Use these variables to set a different session name (SESS_NAME) for each scenario execution: this will let operators immediately identify processes that fail knowing exactly where to look. See Use Unique or Dynamic Names for Scenario Sessions.
Taking the previous example where the same process is used to load hundreds of files, it is more practical to have a job named after the file that is being processed than having the same generic job name for all files.

Design to Limit Outage Impacts

Running massive extracts at pre-defined times has a large impact on your entire infrastructure.

For example:

The source system is impacted as it has to serve the request.
The network is impacted as the bandwidth is inundated with the service of the request.
Overall integration jobs take longer to run because of the sheer volume of data that has to be processed.
A small blip or outage in your network at integration time has a major impact on your integration task.

Integration jobs do not have to be either batch or real time. Often times, they can be both. If the ultimate load must be a batch operation (because data is consolidated or aggregated for instance), the extraction and some pre-integration processes can be performed in a more real-time manner. This reduces the load on the overall infrastructure, and limits the impact should you face an outage when trying to access the source system at integration time. If the data has been extracted and prepared in a streaming manner, you do not need to access the source system when it is time for the final integration.

Oracle Data Integrator provides a number of tools that can be used in the construction of packages to detect that new data is available. See Use Event-Driven Tools for a list.

For integration with true real time replication, Oracle Data Integrator can create an infrastructure that will allow for the consumption of changes, leveraging the APIs mentioned above.

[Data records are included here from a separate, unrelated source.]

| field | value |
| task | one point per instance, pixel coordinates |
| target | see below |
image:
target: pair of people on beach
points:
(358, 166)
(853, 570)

Choose Between Inserting and Merging Data

There are tradeoffs between an INSERT and a MERGE approach to data loading. Beyond the integration strategy, you may want to consider what happens when a load fails partially.

Depending how you are loading the data in your target system, differentiating what was properly loaded versus what failed, or identifying the elements of a partial load can be quite complex. Even though from a design perspective all you are doing is appending data in the target system, it can be useful from a recoverability perspective to consider the benefits of merging the incoming data with the data that is already in the target system.

If you are choosing this approach, you will want to double-check the impact this strategy has on the performance of your loads. But keep in mind that a fully optimized INSERT load that fails is not faster than a less efficient MERGE that succeeds.

From an Oracle Data Integrator perspective, changing from an INSERT strategy to a MERGE strategy is a very simple operation: you only have to change your integration strategy and select the appropriate Knowledge Module. This said, changing knowledge modules for a large number of mappings can be a daunting task. You can automate such a task by using the Oracle Data Integrator SDK.

Design to Limit Planned Outages

Planned outages are usually required for patching and upgrades.

In a cloud environment where patching and upgrades are more and more seamless from and end-user perspective, the last thing we want is to be forced into an outage because we are patching the code of the integration processes. This means that patching must be part of the development strategy going forward to ensure that outages are kept to a minimum.

The execution unit for Oracle Data Integrator is a scenario. When a scenario is generated, it is associated with a version number (starting with 001). Scenarios can be re-generated (to overwrite the current version), or a new version can be generated (002, 003, etc.).

When invoking a scenario, Oracle recommends that you always specify version number -1. This will have two benefits:

Oracle Data Integrator will always use the latest version of your scenario. You will not have to change how you invoke these scenarios as you generate new versions;
Shortly after you create a new version of the scenario, this is the version that is run by Oracle Data Integrator. Configure the Agent Blueprint Cache Timeout describes how to control for possible delays. You do not have to stop and restart Oracle Data Integrator, or whatever external orchestration tool you are using, to have Oracle Data Integrator use the latest version of your integration scenarios.

Note: this approach is only possible if you do not have infinite loops in Oracle Data Integrator. Infinite loops are never recommended in Oracle Data Integrator (they actually qualify as an anti-pattern):

They clog the Oracle Data Integrator logs: log purges will never impact a running job. An infinite loop is always running, as such the corresponding logs cannot be purged.
They prevent live patching of scenarios: for ODI to pick up the new version of a scenario, it must have an opportunity to start that scenario. An infinite loop never ends… and as such never has a chance to be restarted.
Rather than having an infinite loop, you can finish your scenario by invoking that same scenario asynchronously: the last step of the scenario before ending is then to start a new copy of itself in a new session.